You can help expand this article with text translated from the corresponding article in German. (February 2022) Click [show] for important translation instructions.
View a machine-translated version of the German article.
Machine translation, like DeepL or Google Translate, is a useful starting point for translations, but translators must revise errors as necessary and confirm that the translation is accurate, rather than simply copy-pasting machine-translated text into the English Wikipedia.
Do not translate text that appears unreliable or low-quality. If possible, verify the text with references provided in the foreign-language article.
You must provide copyright attribution in the edit summary accompanying your translation by providing an interlanguage link to the source of your translation. A model attribution edit summary is Content in this edit is translated from the existing German Wikipedia article at [[:de:Cornelia Pieper]]; see its history for attribution.
You may also add the template {{Translated|de|Cornelia Pieper}} to the talk page.
Cornelia Pieper (néeRichter; born 4 February 1959) is a German politician of the liberal Free Democratic Party (FDP). She currently serves as German consul general in Gdańsk, Poland.

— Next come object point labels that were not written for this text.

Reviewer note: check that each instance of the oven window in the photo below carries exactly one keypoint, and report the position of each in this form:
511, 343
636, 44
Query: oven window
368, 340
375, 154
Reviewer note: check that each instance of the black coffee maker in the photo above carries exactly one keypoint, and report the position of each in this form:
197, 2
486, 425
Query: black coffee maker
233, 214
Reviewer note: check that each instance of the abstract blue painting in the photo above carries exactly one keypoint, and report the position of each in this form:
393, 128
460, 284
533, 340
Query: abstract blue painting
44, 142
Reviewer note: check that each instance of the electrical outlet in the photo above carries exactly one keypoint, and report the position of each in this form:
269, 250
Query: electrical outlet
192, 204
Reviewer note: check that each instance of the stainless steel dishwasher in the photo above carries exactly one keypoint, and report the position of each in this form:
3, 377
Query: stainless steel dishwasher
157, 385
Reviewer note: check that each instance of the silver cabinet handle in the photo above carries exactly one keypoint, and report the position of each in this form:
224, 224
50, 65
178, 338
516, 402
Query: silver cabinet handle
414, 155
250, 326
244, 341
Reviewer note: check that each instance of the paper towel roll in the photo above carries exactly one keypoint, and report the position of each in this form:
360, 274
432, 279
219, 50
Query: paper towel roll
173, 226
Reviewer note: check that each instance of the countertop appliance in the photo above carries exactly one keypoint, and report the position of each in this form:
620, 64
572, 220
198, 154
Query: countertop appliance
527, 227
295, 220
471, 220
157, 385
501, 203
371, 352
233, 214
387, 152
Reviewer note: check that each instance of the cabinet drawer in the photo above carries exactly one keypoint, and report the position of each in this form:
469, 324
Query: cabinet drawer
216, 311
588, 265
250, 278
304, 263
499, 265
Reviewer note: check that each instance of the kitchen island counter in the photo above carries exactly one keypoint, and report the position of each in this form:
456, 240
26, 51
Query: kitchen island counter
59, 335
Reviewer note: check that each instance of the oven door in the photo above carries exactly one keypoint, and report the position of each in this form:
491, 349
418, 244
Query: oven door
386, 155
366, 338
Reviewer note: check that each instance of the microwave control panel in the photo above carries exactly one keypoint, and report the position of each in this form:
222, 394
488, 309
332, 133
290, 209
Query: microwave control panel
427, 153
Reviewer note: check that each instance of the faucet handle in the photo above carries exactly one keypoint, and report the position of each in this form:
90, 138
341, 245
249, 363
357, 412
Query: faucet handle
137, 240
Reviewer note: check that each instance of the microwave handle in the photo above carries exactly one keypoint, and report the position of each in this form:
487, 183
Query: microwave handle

Pieper previously served as Minister of State at the Foreign Office under Foreign Minister Guido Westerwelle in the second cabinet of ChancellorAngela Merkel (from 28 October 2009). She was secretary general of her party from 2001 to 2005. From 2005 until 2011, she served as deputy chairwoman of the FDP, also under Westerwelle’s leadership.
Background
Pieper was born in Halle, East Germany. After her Abitur she studied Polish and Russian in Leipzig and Warsaw. She finished in 1982 with a Diplom. She worked as an interpreter in the tourism and cultural sector until 1985, after which she was employed in the IT department at a television production company in Halle.[1] Since 1996 she has worked as a freelance translator. She was also the co-founder, first chairwoman and is now a member of the board of trustees of the Erhard Hübener Foundation in Saxony-Anhalt.[2]
Political career
From 1987 to 1990, Pieper was engaged at the Liberal Democratic Party of Germany. In 1990 she joined the FDP and became a member of the party's executive board in the State of Saxony-Anhalt. From 1990 to 1994, she was a member of the Landtag in Saxony-Anhalt.

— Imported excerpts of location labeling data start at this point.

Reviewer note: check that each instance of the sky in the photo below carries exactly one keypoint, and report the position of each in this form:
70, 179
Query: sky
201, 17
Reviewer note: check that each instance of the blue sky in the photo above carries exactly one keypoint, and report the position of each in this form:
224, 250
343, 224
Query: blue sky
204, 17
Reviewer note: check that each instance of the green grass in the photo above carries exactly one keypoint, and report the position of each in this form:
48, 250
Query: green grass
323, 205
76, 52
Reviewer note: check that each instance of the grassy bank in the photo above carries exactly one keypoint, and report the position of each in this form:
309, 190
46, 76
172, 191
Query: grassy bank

From 1995 to 2011, Pieper served as chairwoman of the FDP in Saxony-Anhalt.[3] She was also a member of the party's federal executive board. From 1997 to 2001, she was deputy chairwoman of the federal FDP. A close political ally of Guido Westerwelle, she supported him from 2001 to 2005 as the party's secretary general. In May 2005, Pieper once again was elected deputy chairwoman of the FDP.

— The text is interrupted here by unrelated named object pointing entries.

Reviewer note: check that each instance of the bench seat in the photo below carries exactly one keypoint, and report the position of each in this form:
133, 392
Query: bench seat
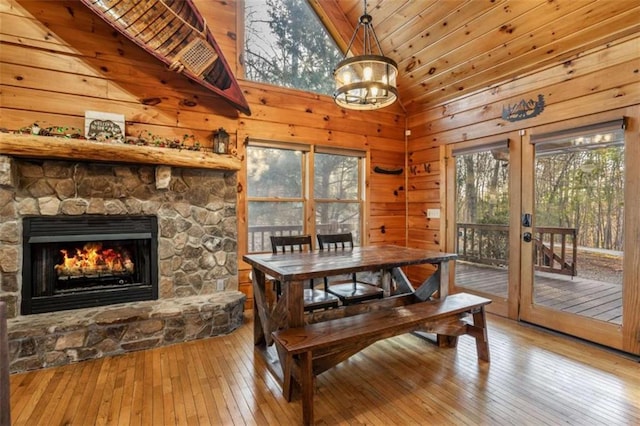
310, 350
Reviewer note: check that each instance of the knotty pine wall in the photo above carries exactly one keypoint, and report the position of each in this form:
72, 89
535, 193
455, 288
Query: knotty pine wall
58, 59
604, 80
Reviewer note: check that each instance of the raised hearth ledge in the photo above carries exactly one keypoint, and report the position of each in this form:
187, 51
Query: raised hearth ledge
48, 147
60, 338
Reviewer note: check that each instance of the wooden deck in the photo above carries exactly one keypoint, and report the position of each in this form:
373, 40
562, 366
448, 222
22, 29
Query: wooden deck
590, 298
534, 378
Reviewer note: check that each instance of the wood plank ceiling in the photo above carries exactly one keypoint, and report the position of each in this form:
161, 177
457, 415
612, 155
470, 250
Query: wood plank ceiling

In the 1998, Pieper was for the first time elected into the Bundestag. There she was deputy chairwoman of the FDP's parliamentary group from 1998 to 2001.
Pieper was elected top candidate of the FDP for the 2002 Saxony-Anhalt state election. The party gained 13.3% of the votes. That was a satisfactory result, since the FDP hadn't even gained the necessary 5% at the previous State elections in 1998. Therefore, Pieper was one more time elected into the Landtag.
Pieper served as a member of the Bundestag again from 2002 to 2013. Between October 1997 and June 2001, she was the deputy chairwoman of the FDP parliamentary group and was group’s spokesperson on research policy. She was the chairwoman of the Committee for Education, Research and Technology Assessment from February to October 2005 and then as deputy chairwoman from November 2005 to October 2009.[4] Between 2005 and 2009, she also served as Deputy Chairwoman of the German-Polish Parliamentary Friendship Group.
Following the 2009 federal elections, Pieper was part of the FDP team in the negotiations with the CDU/CSU on a coalition agreement. She was part of the FDP delegation in the working group on education and research policy, led by Annette Schavan and Andreas Pinkwart.
From 2009 to 2013, Pieper served as the Minister of State at the Federal Foreign Office, responsible for cultural relations and education policy. During her time in office, she publicly criticised Russia’s human rights policy, particularly after the arrest of members of the protest group Pussy Riot. In a 2012 interview with Deutsche Welle, she commented: "There is no freedom of speech, freedom of opinion or freedom of the arts and culture in Russia. It makes me queasy to look at the developments currently happening in Russia."[5]